Jedes einzelne Ereignis erscheint harmlos. Zusammengenommen offenbaren sie jedoch koordinierte Angriffe.

Die ultimative Top 10 ITDR Plattformliste für 2026

Modernes ITDR Plattformen bieten die notwendigen Funktionen zur Erkennung von Identitätsbedrohungen, um sich gegen ausgeklügelte, auf Anmeldeinformationen basierende Angriffe zu verteidigen. Die folgenden Plattformen gehören zu den Marktführern und wurden anhand von Echtzeit-Überwachungsfunktionen, ausgefeilter Verhaltensanalyse, Schutz privilegierter Zugriffe, automatisierter Reaktionssteuerung und Integration in umfassendere Sicherheitsökosysteme bewertet.
Top 10 ITDR Plattformen: Vergleichsmatrix der Funktionen

1. Stellar Cyber Open XDR - Führungsrolle bei der Erkennung von Identitätsbedrohungen

Stellar Cyber ​​zeichnet sich durch die Einbettung von ITDR direkt in seine Open XDR Die Plattform bietet keine separate Identitätsverwaltungslösung an. Diese architektonische Entscheidung verändert grundlegend, wie mittelständische Unternehmen ihre Identität schützen.

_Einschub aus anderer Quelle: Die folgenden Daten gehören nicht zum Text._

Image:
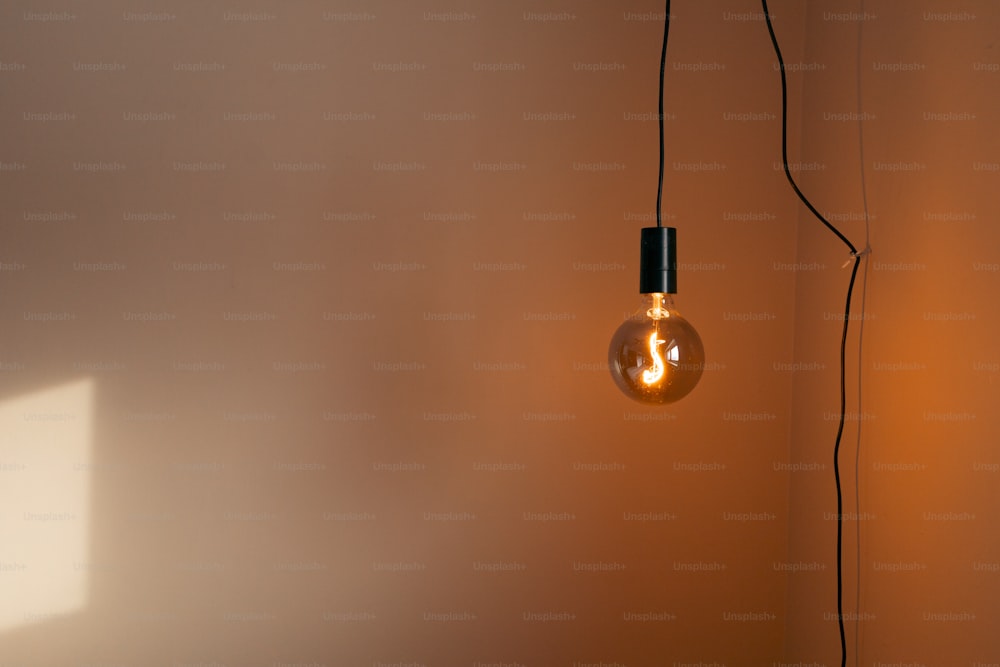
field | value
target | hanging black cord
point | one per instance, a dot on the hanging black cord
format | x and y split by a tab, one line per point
843	339
663	68
784	136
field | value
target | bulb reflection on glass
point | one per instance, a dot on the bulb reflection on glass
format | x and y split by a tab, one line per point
656	356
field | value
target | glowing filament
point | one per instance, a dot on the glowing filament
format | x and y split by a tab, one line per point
654	374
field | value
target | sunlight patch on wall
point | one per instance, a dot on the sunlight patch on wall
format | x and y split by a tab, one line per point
45	451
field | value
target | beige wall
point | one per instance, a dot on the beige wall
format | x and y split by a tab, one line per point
927	463
372	363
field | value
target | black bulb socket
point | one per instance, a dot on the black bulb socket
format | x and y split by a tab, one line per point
658	261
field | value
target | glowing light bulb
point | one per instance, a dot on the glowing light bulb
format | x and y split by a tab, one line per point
656	356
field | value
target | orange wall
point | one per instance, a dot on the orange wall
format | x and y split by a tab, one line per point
379	278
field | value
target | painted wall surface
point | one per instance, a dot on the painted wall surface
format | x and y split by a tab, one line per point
305	309
926	467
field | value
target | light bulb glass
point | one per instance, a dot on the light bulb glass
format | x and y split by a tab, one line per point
656	356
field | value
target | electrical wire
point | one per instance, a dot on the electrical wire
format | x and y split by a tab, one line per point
856	256
663	68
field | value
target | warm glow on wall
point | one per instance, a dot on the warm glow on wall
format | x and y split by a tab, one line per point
45	503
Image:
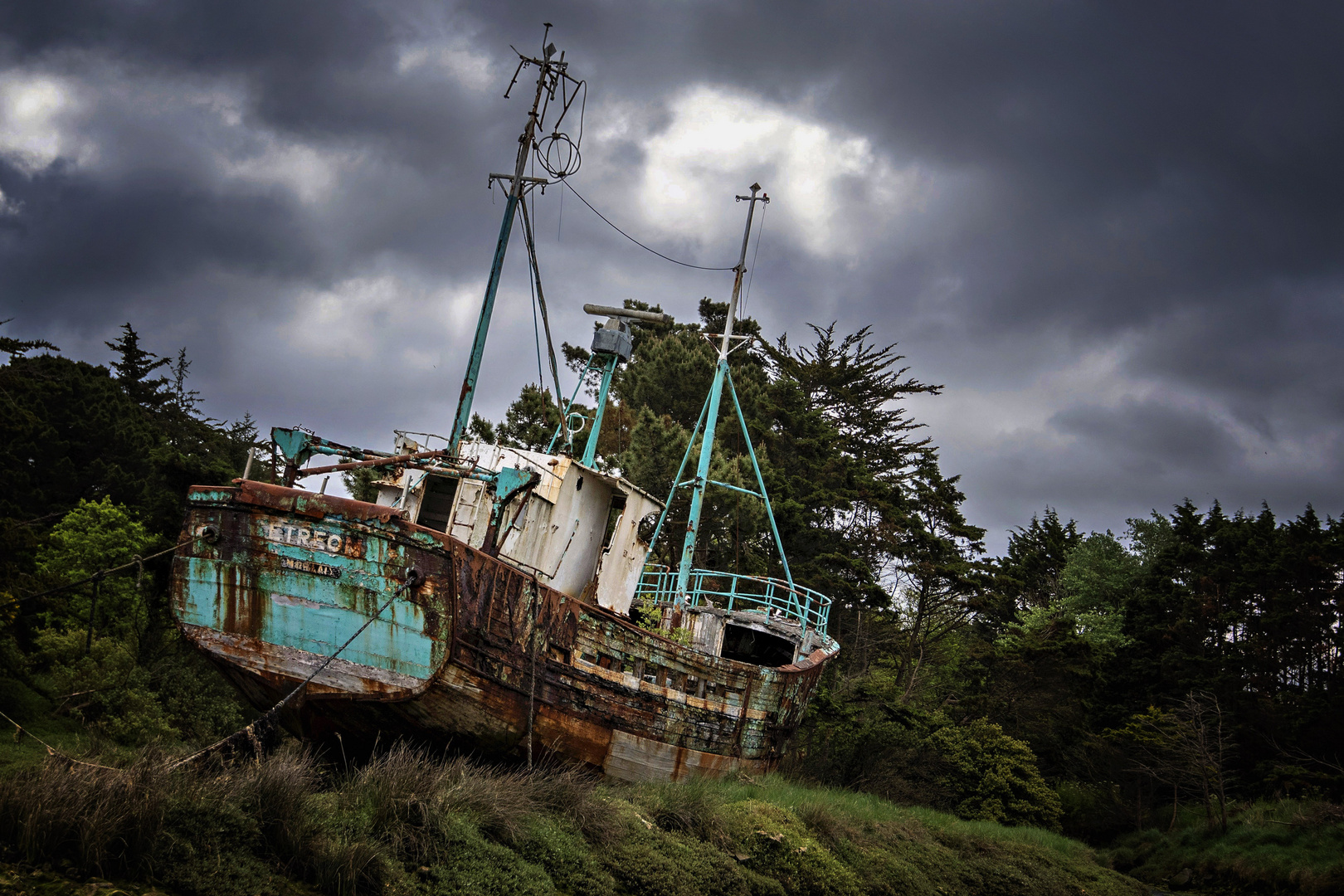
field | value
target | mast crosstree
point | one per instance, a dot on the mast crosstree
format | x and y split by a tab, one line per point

Die Plattform erfasst Identitätstelemetriedaten über schlanke API-Konnektoren, die ohne zusätzliche Agenten mit Active Directory-, Microsoft Entra ID- und Okta-Umgebungen verbunden werden. Mehrschichtige KI korreliert Identitätssignale umgehend mit Endpunkt- und Netzwerkdaten, erstellt innerhalb von 24 Stunden Verhaltensbaselines und deckt bereits am ersten Tag relevante Bedrohungen auf.

Was zeichnet Stellar Cyber ​​aus? Seine Heimat ITDR Zu den Funktionen gehören die Erfassung von Identitätstelemetriedaten mit Erkennung von Privilegienmissbrauch mittels KI-gestützter Alarmbewertung. Die Plattform identifiziert Versuche zur Rechteausweitung, erkennt laterale Bewegungen über kompromittierte Konten und kennzeichnet Geo-Anomalien, die auf eine Kontokompromittierung hindeuten. Die Reaktionsautomatisierung ist in die gesamte Sicherheitsarchitektur integriert.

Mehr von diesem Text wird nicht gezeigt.